J'en ai absolument aucune idée et ne veux même pas le savoir ! Ce n'est pas un spectacle mais une carte blanche. J'ai invité des artistes et ils feront ce qu'ils veulent. Il y aura des lectures, de la musique, des projections... tout ça monté à l'arrache ! Un peu comme du théâtre de rue. Il y a seulement un fil rouge : les "prolos", la classe sociale majoritaire dans le monde mais minoritaire dans les arts, la culture étant surtout faite par et pour des personnes d'origine bourgeoise. C'est de la "prolophobie" et il est temps d'y remédier. Tout le monde doit avoir sa place sur scène.
Comment
avez-vous
choisi vos invités ?
Peu d'artistes sont issus du milieu prolétaire, j'ai donc cherché autour de moi. Il y aura mon groupe, les Vaginites, mais aussi le photographe Flavio Tarquinio qui a travaillé sur la représentation des prolos, notamment à Wazemmes, et puis
Édouard Louis. Je l'ai contacté via les réseaux sociaux et il m'a répondu tout de suite ! Il va lire un texte sur scène, peut-être qu'on le fera ensemble. Je ne sais pas encore ce qu'il a écrit mais on connaît ses opinions à travers ses bouquins...
On note également la présence de Guy Alloucherie, que vous connaissez bien n'est-ce pas ? Oui, j'ai découvert le théâtre grâce à ses ateliers, j'avais alors une trentaine d'années.

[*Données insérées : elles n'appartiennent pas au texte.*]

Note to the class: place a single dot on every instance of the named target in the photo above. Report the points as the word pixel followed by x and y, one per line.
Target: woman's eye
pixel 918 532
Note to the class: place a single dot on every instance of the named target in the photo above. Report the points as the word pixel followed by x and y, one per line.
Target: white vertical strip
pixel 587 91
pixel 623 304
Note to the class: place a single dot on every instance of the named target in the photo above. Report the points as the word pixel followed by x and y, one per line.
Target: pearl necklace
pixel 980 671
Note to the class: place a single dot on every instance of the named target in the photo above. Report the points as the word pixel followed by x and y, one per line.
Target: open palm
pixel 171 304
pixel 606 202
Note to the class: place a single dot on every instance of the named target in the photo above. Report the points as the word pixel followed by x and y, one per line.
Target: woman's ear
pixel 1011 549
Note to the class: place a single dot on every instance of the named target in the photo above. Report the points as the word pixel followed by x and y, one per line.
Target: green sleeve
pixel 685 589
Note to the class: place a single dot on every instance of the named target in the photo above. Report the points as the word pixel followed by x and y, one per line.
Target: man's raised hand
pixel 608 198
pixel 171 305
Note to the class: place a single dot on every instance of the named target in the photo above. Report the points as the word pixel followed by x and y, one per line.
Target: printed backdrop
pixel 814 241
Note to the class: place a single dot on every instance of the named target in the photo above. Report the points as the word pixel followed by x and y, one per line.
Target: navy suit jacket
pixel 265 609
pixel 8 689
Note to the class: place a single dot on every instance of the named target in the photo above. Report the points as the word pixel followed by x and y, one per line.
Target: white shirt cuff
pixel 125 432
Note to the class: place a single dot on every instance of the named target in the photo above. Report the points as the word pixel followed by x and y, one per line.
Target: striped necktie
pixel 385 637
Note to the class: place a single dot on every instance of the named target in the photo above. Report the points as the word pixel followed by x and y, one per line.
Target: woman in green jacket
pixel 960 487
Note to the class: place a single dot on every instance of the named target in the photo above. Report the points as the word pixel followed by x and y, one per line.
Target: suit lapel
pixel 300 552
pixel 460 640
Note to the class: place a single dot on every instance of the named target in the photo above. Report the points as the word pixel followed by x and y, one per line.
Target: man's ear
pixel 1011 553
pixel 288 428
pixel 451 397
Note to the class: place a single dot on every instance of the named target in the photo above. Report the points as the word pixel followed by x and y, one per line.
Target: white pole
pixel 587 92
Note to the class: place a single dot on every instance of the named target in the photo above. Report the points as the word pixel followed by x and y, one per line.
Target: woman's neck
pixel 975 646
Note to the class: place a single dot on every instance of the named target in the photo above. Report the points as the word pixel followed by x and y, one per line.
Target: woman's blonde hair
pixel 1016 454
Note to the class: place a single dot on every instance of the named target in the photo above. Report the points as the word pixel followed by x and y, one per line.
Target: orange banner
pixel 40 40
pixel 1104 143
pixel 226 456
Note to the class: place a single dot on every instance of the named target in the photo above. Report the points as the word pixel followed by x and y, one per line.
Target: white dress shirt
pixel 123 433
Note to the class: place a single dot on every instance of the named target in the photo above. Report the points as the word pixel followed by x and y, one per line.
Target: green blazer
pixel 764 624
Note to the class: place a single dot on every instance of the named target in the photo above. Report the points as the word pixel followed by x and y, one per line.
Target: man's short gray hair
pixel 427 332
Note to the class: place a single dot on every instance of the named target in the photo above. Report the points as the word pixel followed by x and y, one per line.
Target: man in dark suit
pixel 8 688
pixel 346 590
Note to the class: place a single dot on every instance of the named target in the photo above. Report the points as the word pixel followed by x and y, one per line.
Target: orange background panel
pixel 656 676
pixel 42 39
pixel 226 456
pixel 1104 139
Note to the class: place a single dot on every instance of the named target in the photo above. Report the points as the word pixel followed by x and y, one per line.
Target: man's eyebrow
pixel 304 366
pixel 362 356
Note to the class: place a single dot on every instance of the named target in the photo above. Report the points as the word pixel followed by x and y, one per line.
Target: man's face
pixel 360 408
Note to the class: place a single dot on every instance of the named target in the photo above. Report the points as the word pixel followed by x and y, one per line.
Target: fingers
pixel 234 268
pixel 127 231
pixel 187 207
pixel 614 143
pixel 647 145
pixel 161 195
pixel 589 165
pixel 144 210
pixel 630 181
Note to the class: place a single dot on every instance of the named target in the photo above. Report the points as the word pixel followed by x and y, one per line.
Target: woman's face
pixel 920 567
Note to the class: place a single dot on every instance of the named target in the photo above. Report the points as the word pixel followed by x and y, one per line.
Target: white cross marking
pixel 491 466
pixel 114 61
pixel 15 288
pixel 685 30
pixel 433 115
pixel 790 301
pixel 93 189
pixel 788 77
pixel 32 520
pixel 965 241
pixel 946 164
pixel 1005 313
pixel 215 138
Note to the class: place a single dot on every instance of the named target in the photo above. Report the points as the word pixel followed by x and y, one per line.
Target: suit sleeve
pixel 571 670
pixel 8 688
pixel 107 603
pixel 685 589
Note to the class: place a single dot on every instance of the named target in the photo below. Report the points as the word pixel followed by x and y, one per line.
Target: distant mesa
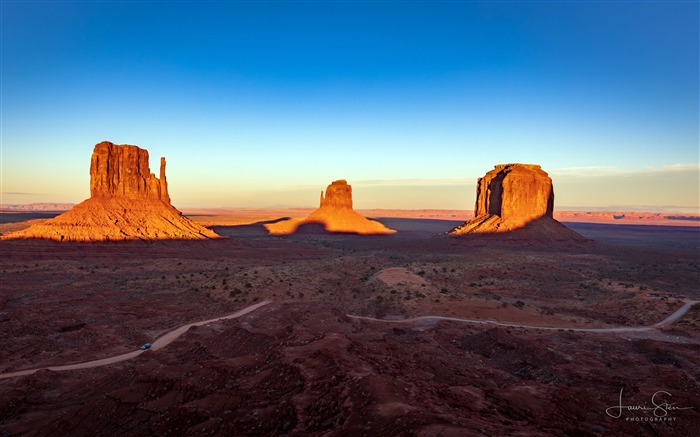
pixel 516 197
pixel 336 215
pixel 127 202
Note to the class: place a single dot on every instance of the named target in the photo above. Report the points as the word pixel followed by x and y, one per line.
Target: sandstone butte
pixel 127 202
pixel 516 197
pixel 335 213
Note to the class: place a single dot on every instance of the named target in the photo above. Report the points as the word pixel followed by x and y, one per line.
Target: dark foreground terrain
pixel 301 366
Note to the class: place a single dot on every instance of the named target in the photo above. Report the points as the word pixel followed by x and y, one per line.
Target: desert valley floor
pixel 302 365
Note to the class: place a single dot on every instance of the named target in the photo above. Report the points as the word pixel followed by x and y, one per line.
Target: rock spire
pixel 126 202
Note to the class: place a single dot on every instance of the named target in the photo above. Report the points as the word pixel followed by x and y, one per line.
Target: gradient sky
pixel 265 103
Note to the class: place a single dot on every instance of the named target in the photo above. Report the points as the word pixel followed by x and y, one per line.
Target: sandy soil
pixel 300 366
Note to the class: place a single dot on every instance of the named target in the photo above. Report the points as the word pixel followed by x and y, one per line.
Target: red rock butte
pixel 515 197
pixel 127 202
pixel 336 215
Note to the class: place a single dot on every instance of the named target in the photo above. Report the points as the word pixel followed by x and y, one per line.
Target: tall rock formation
pixel 126 202
pixel 513 197
pixel 123 171
pixel 335 213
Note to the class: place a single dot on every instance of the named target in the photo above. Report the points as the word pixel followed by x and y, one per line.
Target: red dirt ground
pixel 300 366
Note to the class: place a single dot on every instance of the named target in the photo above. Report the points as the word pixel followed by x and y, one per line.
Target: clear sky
pixel 265 103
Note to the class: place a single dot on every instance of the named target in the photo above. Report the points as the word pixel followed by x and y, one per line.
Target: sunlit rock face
pixel 123 171
pixel 335 213
pixel 518 193
pixel 513 197
pixel 127 202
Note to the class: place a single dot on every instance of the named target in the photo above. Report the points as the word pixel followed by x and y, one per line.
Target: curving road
pixel 680 312
pixel 172 335
pixel 159 343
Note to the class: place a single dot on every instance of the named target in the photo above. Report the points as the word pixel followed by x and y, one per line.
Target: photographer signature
pixel 659 408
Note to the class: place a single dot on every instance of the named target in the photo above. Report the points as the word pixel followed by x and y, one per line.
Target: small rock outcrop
pixel 516 197
pixel 335 213
pixel 127 202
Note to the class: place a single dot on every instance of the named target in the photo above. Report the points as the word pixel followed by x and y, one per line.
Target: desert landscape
pixel 541 329
pixel 379 219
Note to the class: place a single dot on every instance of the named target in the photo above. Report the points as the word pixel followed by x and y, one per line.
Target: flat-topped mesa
pixel 515 192
pixel 338 195
pixel 123 171
pixel 335 213
pixel 516 197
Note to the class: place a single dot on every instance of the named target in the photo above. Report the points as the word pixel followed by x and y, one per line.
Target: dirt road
pixel 159 343
pixel 667 321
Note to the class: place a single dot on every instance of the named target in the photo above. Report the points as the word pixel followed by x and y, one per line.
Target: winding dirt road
pixel 159 343
pixel 680 312
pixel 171 336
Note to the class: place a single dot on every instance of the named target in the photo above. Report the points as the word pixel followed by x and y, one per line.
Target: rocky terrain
pixel 126 202
pixel 301 366
pixel 335 214
pixel 516 197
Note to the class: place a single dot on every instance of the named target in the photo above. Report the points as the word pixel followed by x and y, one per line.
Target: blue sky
pixel 265 103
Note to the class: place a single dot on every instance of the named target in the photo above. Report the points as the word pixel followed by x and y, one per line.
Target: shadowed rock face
pixel 335 213
pixel 127 202
pixel 515 192
pixel 516 197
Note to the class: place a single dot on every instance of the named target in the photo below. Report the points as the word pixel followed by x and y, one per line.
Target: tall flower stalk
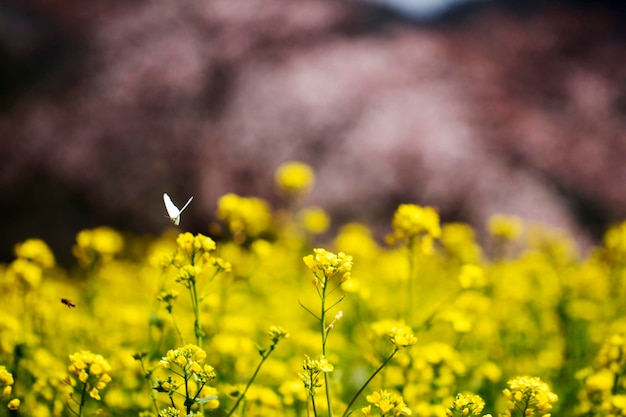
pixel 191 259
pixel 417 227
pixel 276 335
pixel 92 372
pixel 329 272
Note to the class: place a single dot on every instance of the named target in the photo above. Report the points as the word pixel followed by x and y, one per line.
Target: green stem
pixel 380 368
pixel 256 371
pixel 324 339
pixel 82 400
pixel 409 304
pixel 152 395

Ils étaient ouverts à des gens de tous milieux et se déroulaient une fois par semaine, à Liévin. J'ai appris beaucoup auprès de lui : comment se placer sur un plateau, délivrer une parole en bravant les injonctions...
« La forme on s'en fout, c'est l'émotion qui compte »
Même si on ne possède pas les codes classiques de la représentation, on peut dégommer à fond les ballons ! La forme on s'en fout, c'est l'émotion qui compte.
Quelle serait votre définition du prolo ? Souvent, on imagine un mec en bleu de travail... Pas du tout ! Pour moi, il s'agit de toutes celles et ceux qui ne font pas partie des dominants. Et souvent, ces gens ressentent du mépris pour eux-mêmes. C'est aussi ça la prolophobie : quand on fait partie de cette classe, on s'empêche de parler, on a peur de son attitude, de son accent, de commettre des fautes de français alors que les néologismes font la richesse de la langue.
Vous considérez-vous encore comme une prolo ?
C'est la question des transfuges de classe : certains ont complètement adopté le mode de vie de la classe bourgeoise et d'autres assument leur origine, comme moi. Je me considère donc toujours prolo même si aujourd'hui, économiquement, j'ai de quoi vivre, me chauffer, me soigner... Mais tout peut s'écrouler à tout moment. Certaines choses vécues dans la chair restent...
Que souhaitez-vous montrer lors de cette carte blanche ?
Que c'est une richesse de venir de cette classe, car elle a des valeurs, notamment la culture de la lutte.
On se souvient bien sûr des gilets jaunes, mais aussi de 1936 ou de Mai-68. Moi, j'ai envie de parler de choses qui me révoltent comme le sexisme, l'inceste ou les violences conjugales. C'est ma manière de lutter et d'interroger plus largement notre société. Bref, j'adore foutre le brin et j'encourage tout le monde à s'y mettre !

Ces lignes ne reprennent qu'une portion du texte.